Wadsworth Center, New York State Department of Health, Albany, New York, USA
Wadsworth Center, New York State Department of Health, Albany, New York, USA.
J Clin Microbiol. 2021 Jan 21;59(2). doi: 10.1128/JCM.00967-20.
Legionnaires' disease, a severe lung infection caused by the bacterium , occurs as single cases or in outbreaks that are actively tracked by public health departments. To determine the point source of an outbreak, clinical isolates need to be compared to environmental samples to find matching isolates. One confounding factor is the genome plasticity of , making an exact sequence comparison by whole-genome sequencing (WGS) challenging. Here, we present a WGS analysis pipeline, LegioCluster, that is designed to circumvent this problem by automatically selecting the best matching reference genome prior to mapping and variant calling. This approach reduces the number of false-positive variant calls, maximizes the fraction of all genomes that are being compared, and naturally clusters the isolates according to their reference strain. Isolates that are too distant from any genome in the database are added to the list of candidate references, thereby creating a new cluster. Short insertions or deletions are considered in addition to single-nucleotide polymorphisms for increased discriminatory power. This manuscript describes the use of this automated and "locked down" bioinformatic pipeline deployed at the New York State Department of Health's Wadsworth Center for investigating relatedness between clinical and environmental isolates. A similar pipeline has not been widely available for use to support these critically important public health investigations.
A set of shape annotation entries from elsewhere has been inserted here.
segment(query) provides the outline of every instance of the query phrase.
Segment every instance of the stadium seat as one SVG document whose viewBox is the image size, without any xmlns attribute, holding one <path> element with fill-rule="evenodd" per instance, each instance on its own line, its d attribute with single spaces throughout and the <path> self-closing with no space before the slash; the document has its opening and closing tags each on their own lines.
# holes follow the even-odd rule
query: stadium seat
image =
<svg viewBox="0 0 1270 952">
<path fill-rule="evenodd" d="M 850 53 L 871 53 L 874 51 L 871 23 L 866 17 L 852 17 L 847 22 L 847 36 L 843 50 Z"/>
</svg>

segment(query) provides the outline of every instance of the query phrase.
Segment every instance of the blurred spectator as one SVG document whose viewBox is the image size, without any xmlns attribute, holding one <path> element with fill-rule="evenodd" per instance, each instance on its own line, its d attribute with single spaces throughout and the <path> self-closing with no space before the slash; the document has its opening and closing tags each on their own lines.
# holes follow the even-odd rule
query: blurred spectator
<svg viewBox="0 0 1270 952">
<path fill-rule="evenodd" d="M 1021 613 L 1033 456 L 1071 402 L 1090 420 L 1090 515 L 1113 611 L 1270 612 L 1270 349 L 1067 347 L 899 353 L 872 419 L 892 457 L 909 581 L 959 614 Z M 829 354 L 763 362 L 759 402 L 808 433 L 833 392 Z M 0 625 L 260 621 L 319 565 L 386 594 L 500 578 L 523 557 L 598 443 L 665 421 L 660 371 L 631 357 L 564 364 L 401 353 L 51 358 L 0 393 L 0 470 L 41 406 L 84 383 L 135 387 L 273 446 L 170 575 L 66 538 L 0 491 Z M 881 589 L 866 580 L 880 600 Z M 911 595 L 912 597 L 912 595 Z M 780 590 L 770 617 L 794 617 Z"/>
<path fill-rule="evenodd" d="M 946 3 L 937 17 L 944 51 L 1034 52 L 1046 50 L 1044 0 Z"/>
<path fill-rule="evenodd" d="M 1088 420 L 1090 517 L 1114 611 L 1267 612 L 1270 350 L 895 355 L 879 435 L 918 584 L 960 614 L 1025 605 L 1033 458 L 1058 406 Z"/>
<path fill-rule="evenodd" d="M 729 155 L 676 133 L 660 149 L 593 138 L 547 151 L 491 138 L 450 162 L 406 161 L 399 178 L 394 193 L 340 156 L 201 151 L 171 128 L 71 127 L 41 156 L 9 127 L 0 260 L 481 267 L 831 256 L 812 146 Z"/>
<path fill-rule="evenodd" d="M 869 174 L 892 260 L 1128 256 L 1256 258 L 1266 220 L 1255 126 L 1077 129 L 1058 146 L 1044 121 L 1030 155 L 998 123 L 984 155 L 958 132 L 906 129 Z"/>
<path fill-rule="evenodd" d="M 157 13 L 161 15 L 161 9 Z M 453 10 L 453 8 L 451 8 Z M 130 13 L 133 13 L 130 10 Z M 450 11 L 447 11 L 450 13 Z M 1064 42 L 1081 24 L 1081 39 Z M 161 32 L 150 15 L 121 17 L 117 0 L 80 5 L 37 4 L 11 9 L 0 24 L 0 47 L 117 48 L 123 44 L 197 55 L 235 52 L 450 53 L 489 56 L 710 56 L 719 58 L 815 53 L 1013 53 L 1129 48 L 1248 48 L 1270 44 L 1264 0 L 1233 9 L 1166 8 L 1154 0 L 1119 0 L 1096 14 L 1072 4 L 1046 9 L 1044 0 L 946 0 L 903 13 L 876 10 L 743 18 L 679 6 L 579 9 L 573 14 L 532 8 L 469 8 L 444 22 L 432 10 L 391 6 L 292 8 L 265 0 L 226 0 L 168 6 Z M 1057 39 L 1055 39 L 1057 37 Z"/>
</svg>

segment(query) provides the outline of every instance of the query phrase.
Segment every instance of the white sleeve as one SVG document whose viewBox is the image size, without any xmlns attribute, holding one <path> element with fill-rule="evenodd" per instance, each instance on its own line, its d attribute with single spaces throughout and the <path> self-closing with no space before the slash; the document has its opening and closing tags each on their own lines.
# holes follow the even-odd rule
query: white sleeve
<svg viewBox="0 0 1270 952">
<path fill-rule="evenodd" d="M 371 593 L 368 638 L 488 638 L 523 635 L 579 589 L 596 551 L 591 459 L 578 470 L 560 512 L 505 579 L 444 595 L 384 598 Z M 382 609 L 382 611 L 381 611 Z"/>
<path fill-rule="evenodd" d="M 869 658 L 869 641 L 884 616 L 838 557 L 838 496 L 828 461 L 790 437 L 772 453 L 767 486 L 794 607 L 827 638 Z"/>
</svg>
军团病是一种由细菌引起的严重肺部感染,以散发病例或疫情形式出现,公共卫生部门会对其进行积极追踪。为了确定疫情的源头,需要将临床分离株与环境样本进行比较,以找到匹配的分离株。一个复杂的因素是 的基因组可塑性,这使得通过全基因组测序(WGS)进行精确的序列比较具有挑战性。在这里,我们提出了一个 WGS 分析管道 LegioCluster,旨在通过在映射和变异调用之前自动选择最佳匹配的参考基因组来解决这个问题。这种方法减少了假阳性变异调用的数量,最大化了正在比较的所有基因组的比例,并根据参考菌株自然地对分离株进行聚类。与数据库中的任何基因组都相差太远的分离株将被添加到候选参考列表中,从而创建一个新的聚类。除了单核苷酸多态性之外,还考虑了短插入或缺失,以提高区分能力。本文描述了在纽约州卫生部的 Wadsworth 中心使用这种自动化和“锁定”的生物信息学管道来调查临床和环境分离株之间的相关性,该管道尚未广泛用于支持这些至关重要的公共卫生调查。